More and more it’s doom and gloom being shown by the media, and thus it’s no wonder mental health problems are on the rise. It’s hard to stay happy when Theresa May acts like a broken guffawing record – “The people voted to leave, so we will deliver on that vote.” In other words “You asked for this shitstorm, and whether or not it’s what you envisaged, you’re gonna deal with it!”
But there is a light! More than ever, mental health awareness is becoming bigger everyday, and the words ‘Man-up’ are becoming less prevalent than ever. And rightly so. With over 200 classified forms of mental illness, it can reveal itself in many ways. As someone who has had loved ones deal with mental issues, it’s important to know and understand the signs before it’s too late.
So going into the new year:
- Be unwavering in your kindness to others.
- Give love and respect to everyone, even if they mistreat you. You have absolutely no idea what they are going through. Your kindess could be just the thing they need.
- Keep an eye on your friends and family. Notice usual changes in their behaviour, such as withdrawing from the world. Smiles can hide a soul screaming for help.

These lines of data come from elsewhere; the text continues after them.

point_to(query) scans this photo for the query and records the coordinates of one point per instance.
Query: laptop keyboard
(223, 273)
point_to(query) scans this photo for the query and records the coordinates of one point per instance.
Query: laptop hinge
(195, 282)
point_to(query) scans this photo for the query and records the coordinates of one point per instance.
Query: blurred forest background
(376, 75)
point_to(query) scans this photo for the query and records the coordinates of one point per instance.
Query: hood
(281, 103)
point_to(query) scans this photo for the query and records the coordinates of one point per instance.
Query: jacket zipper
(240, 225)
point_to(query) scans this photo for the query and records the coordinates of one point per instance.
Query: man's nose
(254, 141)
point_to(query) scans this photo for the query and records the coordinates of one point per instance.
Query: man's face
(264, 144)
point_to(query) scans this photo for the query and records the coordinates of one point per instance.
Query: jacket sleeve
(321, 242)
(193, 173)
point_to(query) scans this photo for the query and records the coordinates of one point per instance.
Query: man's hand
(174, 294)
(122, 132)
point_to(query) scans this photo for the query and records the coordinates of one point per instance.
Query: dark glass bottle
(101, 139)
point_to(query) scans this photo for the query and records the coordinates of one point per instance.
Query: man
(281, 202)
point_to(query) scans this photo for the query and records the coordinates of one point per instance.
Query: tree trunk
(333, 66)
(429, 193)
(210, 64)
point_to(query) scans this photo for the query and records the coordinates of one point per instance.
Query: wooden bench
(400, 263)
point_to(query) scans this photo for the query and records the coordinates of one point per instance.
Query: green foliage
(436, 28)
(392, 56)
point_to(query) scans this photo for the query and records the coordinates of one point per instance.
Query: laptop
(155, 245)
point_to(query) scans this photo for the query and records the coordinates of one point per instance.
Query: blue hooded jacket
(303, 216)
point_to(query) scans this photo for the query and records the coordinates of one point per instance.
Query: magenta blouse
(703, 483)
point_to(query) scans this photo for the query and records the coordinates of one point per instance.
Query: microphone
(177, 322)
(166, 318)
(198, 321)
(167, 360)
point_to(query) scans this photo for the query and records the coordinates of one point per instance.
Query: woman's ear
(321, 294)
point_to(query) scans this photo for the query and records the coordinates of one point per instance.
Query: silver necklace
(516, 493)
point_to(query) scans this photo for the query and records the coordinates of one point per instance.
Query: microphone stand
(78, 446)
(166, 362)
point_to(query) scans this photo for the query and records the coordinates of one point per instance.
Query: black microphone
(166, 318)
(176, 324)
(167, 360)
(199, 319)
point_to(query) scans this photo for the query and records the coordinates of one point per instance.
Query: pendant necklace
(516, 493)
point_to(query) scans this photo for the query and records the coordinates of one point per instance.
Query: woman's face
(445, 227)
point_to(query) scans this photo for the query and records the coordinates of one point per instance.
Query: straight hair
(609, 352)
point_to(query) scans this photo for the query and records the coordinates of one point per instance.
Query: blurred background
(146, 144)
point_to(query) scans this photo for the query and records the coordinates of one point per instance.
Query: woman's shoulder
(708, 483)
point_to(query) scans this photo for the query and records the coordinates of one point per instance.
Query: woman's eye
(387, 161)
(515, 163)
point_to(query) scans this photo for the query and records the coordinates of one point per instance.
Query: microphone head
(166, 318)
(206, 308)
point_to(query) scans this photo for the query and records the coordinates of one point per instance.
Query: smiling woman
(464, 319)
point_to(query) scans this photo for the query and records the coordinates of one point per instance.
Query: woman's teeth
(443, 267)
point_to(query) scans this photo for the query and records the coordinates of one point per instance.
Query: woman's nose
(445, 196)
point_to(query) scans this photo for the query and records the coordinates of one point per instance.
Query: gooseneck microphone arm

- Always have time for others. You have no idea what five minutes, a cup of tea, and a sympathetic ear can do for a person’s well-being.
- Recognise the beauty and colour in the world. Just because good things don’t get reported (an understatement if ever there was one!) doesn’t mean they aren’t happening all the time.

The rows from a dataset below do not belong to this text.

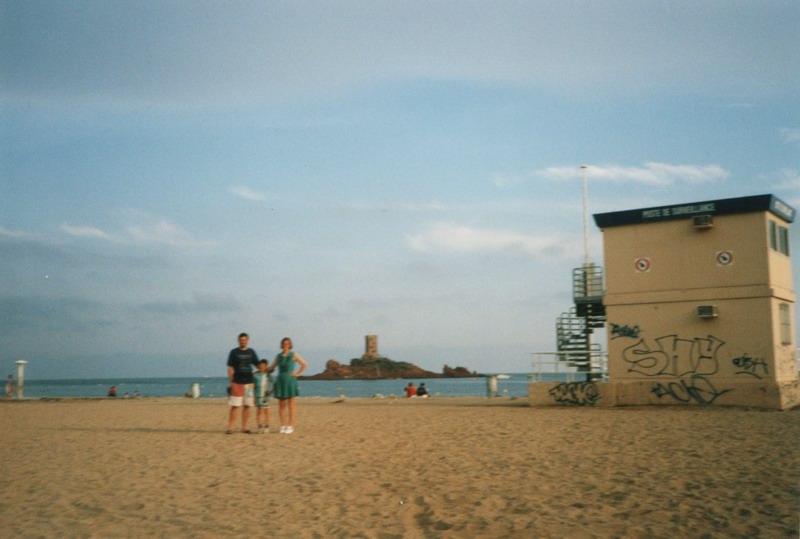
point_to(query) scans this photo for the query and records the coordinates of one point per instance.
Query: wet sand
(396, 468)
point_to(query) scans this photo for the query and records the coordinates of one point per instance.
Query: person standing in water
(286, 383)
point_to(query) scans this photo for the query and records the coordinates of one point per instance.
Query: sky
(176, 172)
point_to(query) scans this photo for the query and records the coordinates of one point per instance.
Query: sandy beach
(396, 468)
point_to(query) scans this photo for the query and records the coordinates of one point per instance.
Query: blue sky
(173, 173)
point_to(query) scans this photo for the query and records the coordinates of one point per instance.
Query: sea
(515, 385)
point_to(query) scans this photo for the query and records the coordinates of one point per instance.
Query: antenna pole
(585, 217)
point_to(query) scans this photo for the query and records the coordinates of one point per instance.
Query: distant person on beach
(286, 383)
(263, 389)
(241, 361)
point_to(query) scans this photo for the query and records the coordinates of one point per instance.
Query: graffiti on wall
(751, 366)
(672, 356)
(696, 389)
(576, 393)
(691, 361)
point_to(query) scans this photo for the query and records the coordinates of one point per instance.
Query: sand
(397, 468)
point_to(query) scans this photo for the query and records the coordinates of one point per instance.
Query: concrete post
(491, 386)
(20, 376)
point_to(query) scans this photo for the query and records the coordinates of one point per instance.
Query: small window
(786, 324)
(773, 235)
(783, 240)
(779, 238)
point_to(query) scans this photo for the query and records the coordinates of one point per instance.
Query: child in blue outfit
(263, 389)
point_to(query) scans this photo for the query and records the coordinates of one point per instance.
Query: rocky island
(373, 366)
(383, 367)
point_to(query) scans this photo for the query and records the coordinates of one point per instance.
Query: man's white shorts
(242, 394)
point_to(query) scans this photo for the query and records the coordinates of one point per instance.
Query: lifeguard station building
(699, 307)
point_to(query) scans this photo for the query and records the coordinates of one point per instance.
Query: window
(786, 324)
(779, 238)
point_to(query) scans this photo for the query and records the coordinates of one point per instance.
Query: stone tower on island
(371, 348)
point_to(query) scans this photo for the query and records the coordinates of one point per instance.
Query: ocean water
(515, 386)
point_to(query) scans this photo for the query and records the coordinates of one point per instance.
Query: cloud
(463, 239)
(199, 304)
(16, 234)
(160, 231)
(246, 193)
(657, 174)
(138, 52)
(148, 230)
(788, 178)
(790, 136)
(85, 232)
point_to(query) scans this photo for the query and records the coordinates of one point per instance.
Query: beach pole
(20, 376)
(491, 386)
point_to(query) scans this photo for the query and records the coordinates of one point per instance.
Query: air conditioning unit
(703, 221)
(707, 311)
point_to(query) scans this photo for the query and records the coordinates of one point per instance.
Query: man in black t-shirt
(240, 377)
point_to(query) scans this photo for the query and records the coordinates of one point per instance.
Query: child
(263, 389)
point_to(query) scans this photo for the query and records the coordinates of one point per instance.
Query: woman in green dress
(286, 383)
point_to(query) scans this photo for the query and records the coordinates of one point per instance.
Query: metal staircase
(575, 327)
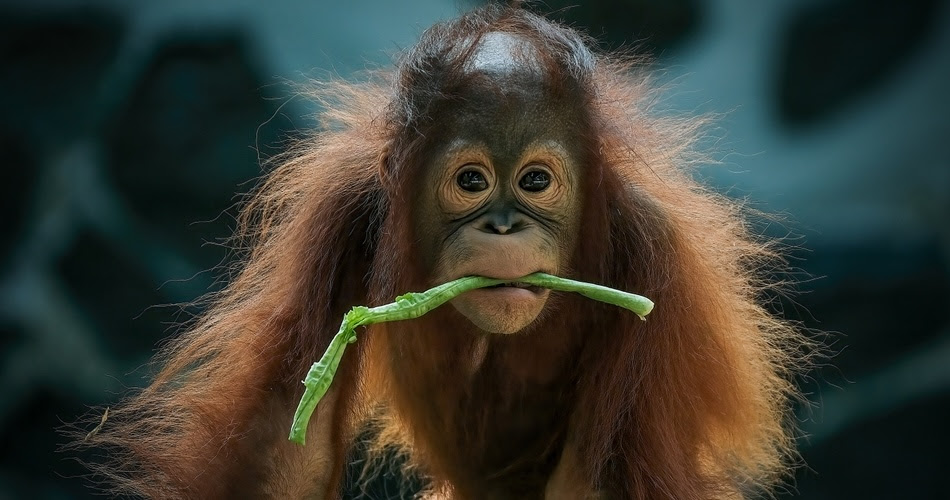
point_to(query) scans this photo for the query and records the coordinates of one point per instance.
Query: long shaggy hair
(692, 403)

- Remain in the now – don’t fall into always remembering the past, or worry about the future. Only the ‘now’ matters.
- Breathe deeply and rejoice in the gift of life today. Tomorrow is not guaranteed to anyone.
- Don’t put things off. Forgive easily. Love with an open heart. And never leave until tomorrow what can be said today. You might not get the chance.

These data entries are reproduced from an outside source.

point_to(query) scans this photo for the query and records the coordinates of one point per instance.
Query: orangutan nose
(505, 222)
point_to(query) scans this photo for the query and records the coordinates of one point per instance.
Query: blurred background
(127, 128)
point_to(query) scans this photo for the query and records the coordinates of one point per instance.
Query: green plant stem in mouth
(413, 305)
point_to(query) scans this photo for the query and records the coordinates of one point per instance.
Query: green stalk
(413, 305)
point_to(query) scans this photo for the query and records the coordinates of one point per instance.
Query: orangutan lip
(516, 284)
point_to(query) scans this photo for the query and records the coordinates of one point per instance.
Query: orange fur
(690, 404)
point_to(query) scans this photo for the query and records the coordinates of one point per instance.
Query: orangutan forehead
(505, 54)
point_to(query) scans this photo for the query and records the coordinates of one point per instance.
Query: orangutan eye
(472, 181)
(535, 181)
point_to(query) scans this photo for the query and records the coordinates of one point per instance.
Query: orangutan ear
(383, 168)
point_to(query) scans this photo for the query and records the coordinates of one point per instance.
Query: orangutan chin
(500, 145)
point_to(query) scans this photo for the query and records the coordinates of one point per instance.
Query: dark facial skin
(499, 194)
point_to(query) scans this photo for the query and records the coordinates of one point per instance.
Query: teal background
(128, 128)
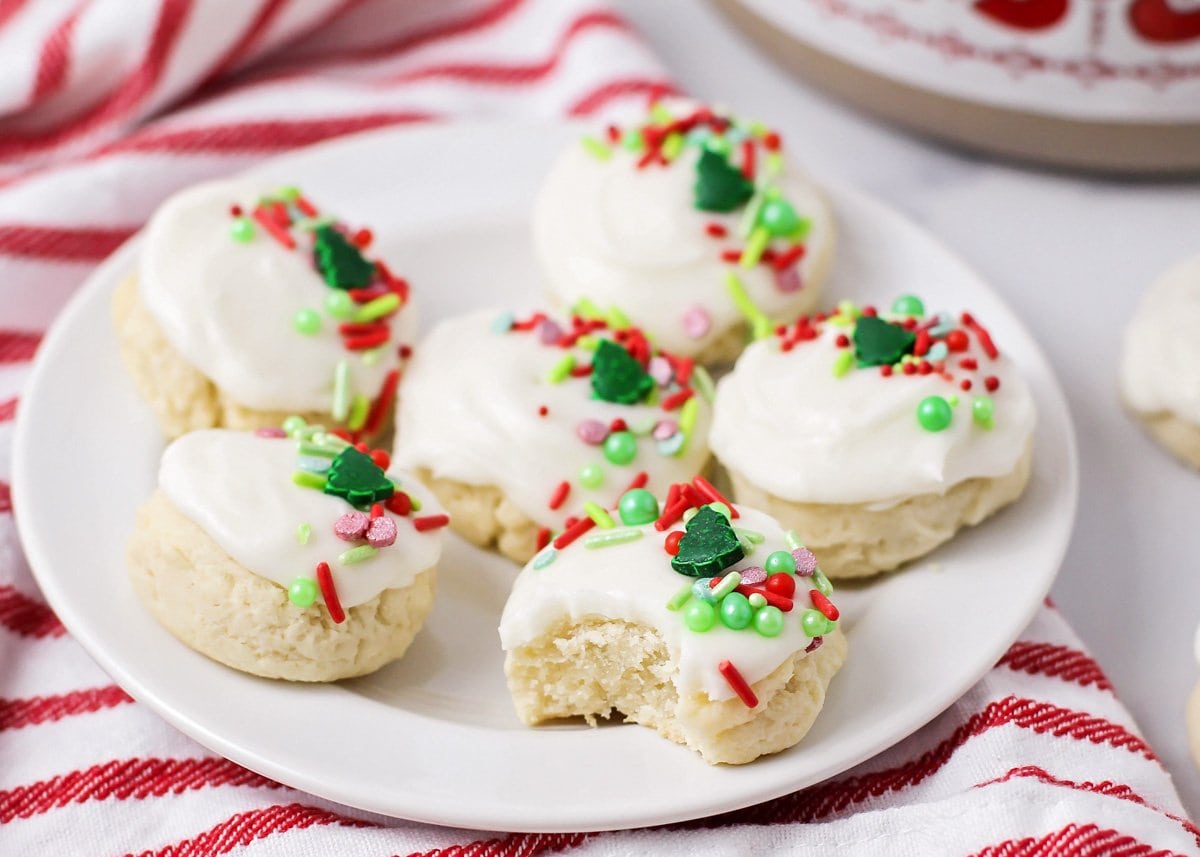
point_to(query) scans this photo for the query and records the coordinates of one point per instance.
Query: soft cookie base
(857, 540)
(181, 396)
(597, 666)
(234, 616)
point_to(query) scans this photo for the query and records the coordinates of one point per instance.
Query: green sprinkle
(598, 514)
(359, 408)
(357, 555)
(377, 307)
(341, 407)
(679, 598)
(613, 537)
(561, 370)
(309, 480)
(595, 149)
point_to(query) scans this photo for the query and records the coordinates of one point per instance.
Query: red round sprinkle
(781, 583)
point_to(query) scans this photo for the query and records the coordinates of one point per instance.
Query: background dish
(433, 737)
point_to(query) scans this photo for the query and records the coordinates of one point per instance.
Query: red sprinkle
(825, 605)
(325, 581)
(559, 496)
(744, 691)
(430, 522)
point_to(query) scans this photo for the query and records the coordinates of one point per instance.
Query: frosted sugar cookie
(528, 426)
(250, 304)
(717, 633)
(691, 221)
(287, 557)
(875, 435)
(1161, 361)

- Help others and give generously, even when they have no way of repaying you.
- And no matter what, take everything within your stride. I’ve seen people with the worst luck in their lives, yet they remain happy. It’s not the circumstances which determine your happiness; it’s your reaction to them.
I’m proud of my nation. In the past we’ve stood battered and bruised in the face of a supposedly undefeatable enemy and screamed defiantly we would never ever surrender. Now that enemy has taken another form and it’s coming from within. By raising each other up, we enrich the whole country, and make us stronger and more resiliant to this threat.
So as the days begin to get brighter, and Friday the 29th March 2019 grows ever closer amid the chaotic death knells inside the Houses of Parliament, we need to realise it’s us as a people that have the strength to carry on and perservere. To keep pushing on regardless of the outcome next year. Keep the peace alive, keep the hope glowing, and let’s remember why we have the word ‘Great’ at the start of out nation’s name.
Much love to you all.
Have an amazing Christmas (or Yule, or whatever you celebrate), and a fantastic New Year!
Footnote: This post pretty much came out of nowhere. I feel I needed to write about the worries of some of my friends and clients, as well as the impact it’s having on the mental health of people. This and the fact this unique year is growing to a close. I did initially start writing about my own experiences of this year, but felt that was a bit boring.